Intensifying the theatre is one reason, but perhaps it is also to discard a familiar fraud. Constantly, coaches (often fathers) will hiss and snort and semaphore instructions from the players' box, and Sharapova's father in particular appears to own a high degree in sign language. It is cheating, no one cares, so might as well make it legal.

Some will insist that since money buys the best coaches, it puts less successful/rich competitors at a disadvantage. Others will be delighted, especially young players yet to grow the muscles of experience, and those who were handed out an inadequate helping of mental toughness on creation.

Some scepticism lingers, for it might be argued we overstate the effect of coaches (especially in the 1-2 minutes they will be allowed on court), and anyway most tactical advice has been chewed over more times than Sun Tzu's Art of War before the match. It is the translation of advice into action, of idea into point design, where players fail, sometimes simply because they lack sufficient skill. If it seems an intriguing concept and worthy of experiment, the purist will see it as ignoble. And he will not be without argument.
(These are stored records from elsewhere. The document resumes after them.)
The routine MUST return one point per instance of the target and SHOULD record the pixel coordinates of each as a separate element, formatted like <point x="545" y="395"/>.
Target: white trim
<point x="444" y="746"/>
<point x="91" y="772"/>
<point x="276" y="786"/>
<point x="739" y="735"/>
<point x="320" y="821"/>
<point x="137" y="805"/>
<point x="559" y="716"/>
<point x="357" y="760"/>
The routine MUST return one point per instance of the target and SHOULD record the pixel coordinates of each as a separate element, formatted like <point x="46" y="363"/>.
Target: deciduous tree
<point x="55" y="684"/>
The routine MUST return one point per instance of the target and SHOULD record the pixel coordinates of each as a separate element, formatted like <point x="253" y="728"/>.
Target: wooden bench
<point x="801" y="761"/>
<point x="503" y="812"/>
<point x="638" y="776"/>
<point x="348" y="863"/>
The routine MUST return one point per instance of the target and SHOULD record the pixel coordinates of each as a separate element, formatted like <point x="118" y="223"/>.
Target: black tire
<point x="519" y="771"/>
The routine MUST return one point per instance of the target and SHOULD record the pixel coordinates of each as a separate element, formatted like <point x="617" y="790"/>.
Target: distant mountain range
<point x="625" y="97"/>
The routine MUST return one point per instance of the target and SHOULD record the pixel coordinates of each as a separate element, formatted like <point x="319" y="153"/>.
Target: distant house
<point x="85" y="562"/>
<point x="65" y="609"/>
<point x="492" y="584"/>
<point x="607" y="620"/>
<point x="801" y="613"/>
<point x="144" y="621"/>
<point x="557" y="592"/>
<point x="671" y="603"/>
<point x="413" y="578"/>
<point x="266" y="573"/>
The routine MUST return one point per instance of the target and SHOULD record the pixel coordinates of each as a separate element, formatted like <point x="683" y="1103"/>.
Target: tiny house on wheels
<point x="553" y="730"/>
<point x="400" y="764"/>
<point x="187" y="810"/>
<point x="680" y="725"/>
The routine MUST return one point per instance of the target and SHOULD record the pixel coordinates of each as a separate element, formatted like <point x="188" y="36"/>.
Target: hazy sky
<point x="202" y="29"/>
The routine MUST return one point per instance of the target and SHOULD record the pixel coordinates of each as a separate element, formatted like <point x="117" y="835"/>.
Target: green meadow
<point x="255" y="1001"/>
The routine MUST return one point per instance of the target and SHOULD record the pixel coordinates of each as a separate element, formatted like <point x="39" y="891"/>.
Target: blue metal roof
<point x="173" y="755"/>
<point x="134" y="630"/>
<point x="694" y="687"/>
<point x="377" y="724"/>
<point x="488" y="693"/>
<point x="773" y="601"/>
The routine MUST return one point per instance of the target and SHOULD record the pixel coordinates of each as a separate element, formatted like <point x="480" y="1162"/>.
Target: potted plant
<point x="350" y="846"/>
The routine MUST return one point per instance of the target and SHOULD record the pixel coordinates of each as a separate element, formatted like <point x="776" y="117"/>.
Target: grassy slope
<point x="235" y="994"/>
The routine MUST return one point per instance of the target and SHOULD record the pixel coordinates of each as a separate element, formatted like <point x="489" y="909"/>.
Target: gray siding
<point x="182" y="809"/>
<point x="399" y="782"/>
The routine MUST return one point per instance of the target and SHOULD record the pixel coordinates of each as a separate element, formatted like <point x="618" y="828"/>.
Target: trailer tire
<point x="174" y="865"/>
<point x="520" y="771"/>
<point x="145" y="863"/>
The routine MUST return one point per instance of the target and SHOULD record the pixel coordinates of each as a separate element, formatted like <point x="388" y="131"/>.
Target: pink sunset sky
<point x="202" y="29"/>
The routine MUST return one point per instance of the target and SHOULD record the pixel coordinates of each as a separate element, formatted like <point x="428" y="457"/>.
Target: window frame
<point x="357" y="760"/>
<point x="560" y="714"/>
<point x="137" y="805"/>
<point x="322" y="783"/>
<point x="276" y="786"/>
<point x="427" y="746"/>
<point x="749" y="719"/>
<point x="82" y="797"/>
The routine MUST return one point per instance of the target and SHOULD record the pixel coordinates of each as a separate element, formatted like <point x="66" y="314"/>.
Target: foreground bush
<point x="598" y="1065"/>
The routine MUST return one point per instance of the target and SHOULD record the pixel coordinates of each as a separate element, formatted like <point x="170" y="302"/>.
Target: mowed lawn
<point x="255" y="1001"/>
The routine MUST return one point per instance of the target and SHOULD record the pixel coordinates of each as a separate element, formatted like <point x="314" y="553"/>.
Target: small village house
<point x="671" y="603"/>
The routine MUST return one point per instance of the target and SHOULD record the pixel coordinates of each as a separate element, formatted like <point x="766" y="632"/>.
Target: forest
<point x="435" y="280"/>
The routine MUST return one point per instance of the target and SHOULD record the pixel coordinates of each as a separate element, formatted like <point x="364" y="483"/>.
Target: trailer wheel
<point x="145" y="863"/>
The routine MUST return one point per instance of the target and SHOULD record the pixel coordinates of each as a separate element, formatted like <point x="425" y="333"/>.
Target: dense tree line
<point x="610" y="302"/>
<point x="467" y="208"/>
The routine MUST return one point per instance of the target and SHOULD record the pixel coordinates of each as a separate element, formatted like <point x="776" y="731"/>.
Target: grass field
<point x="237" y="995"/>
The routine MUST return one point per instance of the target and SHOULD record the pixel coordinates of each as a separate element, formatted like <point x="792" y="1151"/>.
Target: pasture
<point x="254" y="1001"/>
Football has its half-time, basketball its time-outs, cricket its endless breaks for discussion, even golf its caddies to lean on. But tennis' allure, and its uniqueness, lies in the collision of individuals, unaided, unsupported, just one against one, an overcoming of fear, a mustering of self-belief, a contest mentally more gladiatorial (in a way) than even boxing where seconds can ease tension from shoulders and soothe wounded egos.

Tennis, better than so many sports, advocates most purely the idea that winning is a lonely business.